Wird die Privatrente nur mit dem Ertragsanteil besteuert, können davon weder der einstige Sparerfrei- noch der ab 2009 geltende Sparerpauschbetrag abgezogen werden. Strittig ist, inwieweit es sich hier um pauschalierte Einkünfte aus Kapitalvermögen handelt und in der Rente ein Zinsanteil enthalten ist. Dem BFH liegen zu dieser Frage Revisionen vor (Az.: X R 6/09 und Az.: X R 7/09). Rentenempfänger mit noch nicht ausgeschöpftem Sparerpauschbetrag sollten ein ruhendes Verfahren beantragen.
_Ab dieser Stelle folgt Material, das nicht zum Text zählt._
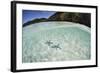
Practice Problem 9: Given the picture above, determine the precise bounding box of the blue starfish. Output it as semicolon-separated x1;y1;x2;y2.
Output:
51;44;61;49
45;40;53;46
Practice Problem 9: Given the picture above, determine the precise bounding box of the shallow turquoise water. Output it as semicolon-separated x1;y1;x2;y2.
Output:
22;22;91;63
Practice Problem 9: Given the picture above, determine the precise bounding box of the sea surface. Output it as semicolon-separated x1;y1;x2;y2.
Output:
22;21;91;63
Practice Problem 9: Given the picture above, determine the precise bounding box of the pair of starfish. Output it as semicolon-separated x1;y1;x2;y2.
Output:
46;40;61;49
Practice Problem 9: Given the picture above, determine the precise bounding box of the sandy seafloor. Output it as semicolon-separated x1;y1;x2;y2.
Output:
22;21;91;63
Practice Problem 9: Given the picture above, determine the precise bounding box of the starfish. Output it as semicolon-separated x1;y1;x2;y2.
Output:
51;44;61;49
45;40;53;46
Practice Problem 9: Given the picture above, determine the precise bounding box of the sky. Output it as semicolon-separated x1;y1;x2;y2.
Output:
22;10;55;23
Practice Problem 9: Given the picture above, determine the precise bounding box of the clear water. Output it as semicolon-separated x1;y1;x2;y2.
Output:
22;22;91;63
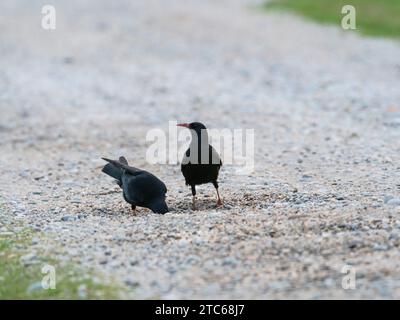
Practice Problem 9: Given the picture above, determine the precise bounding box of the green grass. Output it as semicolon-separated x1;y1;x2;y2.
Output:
0;196;123;300
264;0;400;38
0;230;119;299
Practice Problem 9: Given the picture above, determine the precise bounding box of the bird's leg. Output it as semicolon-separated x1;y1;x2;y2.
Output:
192;185;196;210
213;181;222;207
217;189;222;207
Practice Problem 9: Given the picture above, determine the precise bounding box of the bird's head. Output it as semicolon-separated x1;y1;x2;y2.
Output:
149;198;169;214
177;122;207;137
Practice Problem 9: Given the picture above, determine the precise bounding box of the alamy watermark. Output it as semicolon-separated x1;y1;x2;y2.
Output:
342;4;357;30
41;4;56;30
42;264;56;290
342;265;356;290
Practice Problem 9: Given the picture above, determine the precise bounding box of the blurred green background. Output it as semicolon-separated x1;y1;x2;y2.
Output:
264;0;400;38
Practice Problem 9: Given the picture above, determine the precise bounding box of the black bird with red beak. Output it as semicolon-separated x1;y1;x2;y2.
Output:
178;122;222;210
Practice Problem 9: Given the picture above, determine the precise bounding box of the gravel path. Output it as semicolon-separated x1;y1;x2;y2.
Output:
0;0;400;299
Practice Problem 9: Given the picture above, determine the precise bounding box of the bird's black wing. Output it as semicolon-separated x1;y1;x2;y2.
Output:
102;157;143;175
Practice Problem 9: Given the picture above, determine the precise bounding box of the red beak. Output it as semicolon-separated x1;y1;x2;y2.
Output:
177;123;189;128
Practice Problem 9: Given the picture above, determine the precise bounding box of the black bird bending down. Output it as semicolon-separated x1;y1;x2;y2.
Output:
101;157;168;214
178;122;222;209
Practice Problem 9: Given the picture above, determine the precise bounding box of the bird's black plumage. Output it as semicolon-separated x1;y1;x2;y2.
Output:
178;122;222;206
102;157;168;214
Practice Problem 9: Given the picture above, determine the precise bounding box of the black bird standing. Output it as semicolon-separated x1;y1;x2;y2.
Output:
178;122;222;209
102;157;168;214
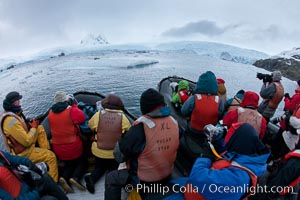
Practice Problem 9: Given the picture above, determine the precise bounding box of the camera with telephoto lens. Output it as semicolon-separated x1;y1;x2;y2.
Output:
256;73;273;83
204;124;227;141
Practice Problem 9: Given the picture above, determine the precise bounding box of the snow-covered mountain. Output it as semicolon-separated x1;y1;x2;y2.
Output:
157;41;269;64
272;47;300;61
0;40;269;71
80;34;109;46
253;48;300;80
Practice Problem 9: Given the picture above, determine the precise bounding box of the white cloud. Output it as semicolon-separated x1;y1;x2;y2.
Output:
0;0;300;57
Bei Anleihen aus einer Reihe von Ländern wird eine fiktive Auslandsabgabe angerechnet, die Anleger nicht zahlen müssen. Banken verrechnen diese ab 2009 automatisch mit der Abgeltungsteuer. Das gelingt aber nur, wenn eine reguläre Ausschüttung erfolgt. Verkauft der Anleger seine Bonds vor diesem Termin, wird auf erhaltene Stückzinsen keine fiktive Quellensteuer angerechnet, da es sich um den Gegenwert aus noch nicht fälligen Zinskupons handelt. Ob Anleger tatsächlich den offiziellen Auszahlungstag abwarten müssen, ist noch offen (Az.: I R 94/09).
Alles noch offen
Prüfung Über den strittigen Sachverhalt muss vor dem Europäischen Gerichtshof oder einem obersten deutschen Gericht ein laufendes Verfahren anhängig sein.
Einspruch Ergeht ein Steuerbescheid zu diesem Punkt nicht vorläufig fest, muss der Sparer schriftlich oder per E-Mail Einspruch einlegen und als Begründung auf das Aktenzeichen des passenden Musterverfahrens verweisen.
Aufschub Das Finanzamt lässt den Einspruch unbearbeitet ruhen, darauf hat jeder Steuerpflichtige Anspruch. Erst bei endgültiger Entscheidung wird der Fall wieder aufgerollt. Bei positivem Ausgang gibt es eine Erstattung nebst Steuerzinsen, sonst bleibt alles beim Alten.